受動喫煙防止設備の導入時に、振興事業貸付等が積極的に活用されるよう、引き続き制度の周知等を図る。

七 災害への対応と節電行動の徹底

我が国は、その位置、地形、地質、気象等の自然的条件から、台風、豪雨、豪雪、洪水、土砂災害、地震、津波、火山噴火等による災害が発生しやすい国土となっており、継続的な防災対策及び災害時の地域支援を含めた対応並びに節電行動への取組が期待される。

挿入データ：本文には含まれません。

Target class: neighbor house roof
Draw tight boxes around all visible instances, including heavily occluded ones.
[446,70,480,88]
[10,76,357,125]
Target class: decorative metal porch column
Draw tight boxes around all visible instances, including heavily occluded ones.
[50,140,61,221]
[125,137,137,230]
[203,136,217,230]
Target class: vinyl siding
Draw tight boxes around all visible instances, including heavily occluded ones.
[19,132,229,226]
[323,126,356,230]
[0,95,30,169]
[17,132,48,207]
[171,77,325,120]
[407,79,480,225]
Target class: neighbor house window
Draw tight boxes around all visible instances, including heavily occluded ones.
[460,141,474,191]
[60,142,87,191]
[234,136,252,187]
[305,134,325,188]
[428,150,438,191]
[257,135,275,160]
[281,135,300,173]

1 営業者に期待される役割(災害時は営業者自身の安全を確保した上で対応する)

(1) 災害発生前段階における防災対策の実施及び災害対応能力の維持向上

(2) 地域における防災訓練への参加及び自店舗等での防災訓練の実施

(3) 地域との共生により培っている近隣住民等の安否確認や被災状況の把握及び自治体等への情報提供

(4) 地震等の大規模災害が発生した場合における、地域住民への支援

(5) 災害発生時における、被災営業者のみならず営業者全体による相互扶助と連携の下での役割発揮

(6) 災害発生時における、被災営業者の営業再開を通じた被災者への支援、サービスの確保・充実及び地域コミュニティの復元

(7) 従業員及び消費者に対する節電啓発

(8) 中長期の節電に資する省エネルギー対応の設備の導入

(9) 節電を通じた経営の合理化

(10) 電力制約下における新たな需要(ビジネス機会)の取り込み

2 組合及び連合会に期待される役割

(1) 営業者及び地域並びに災害種別を想定した防災対策への支援

(2) 同業者による支え合い(太い「絆」で再強化)

(3) 災害発生時の被災者の避難誘導などを通じた帰宅困難者防止等への取組

(4) 被災した地域住民へのボランティアに関する呼びかけ

(5) 節電啓発や節電行動に対する支援

(6) 災害発生時の電源確保や節電に資する共同利用施設(共同蓄電設備等)の設置

3 国及び都道府県等の役割

過去の災害を教訓とした防災対策や情報収集、広報の実施等、以下に掲げる事項を中心に積極的な取組に努める。

(1) 過去の災害を教訓とした緊急に実施する必要性が高く、即効性の高い防災、減災等の施策

(2) 節電啓発や節電行動の取組に対する支援

4 日本公庫に期待される役割

災害発生時には、被災した営業者に対し低利融資を実施し、きめ細やかな相談及び支援を行う。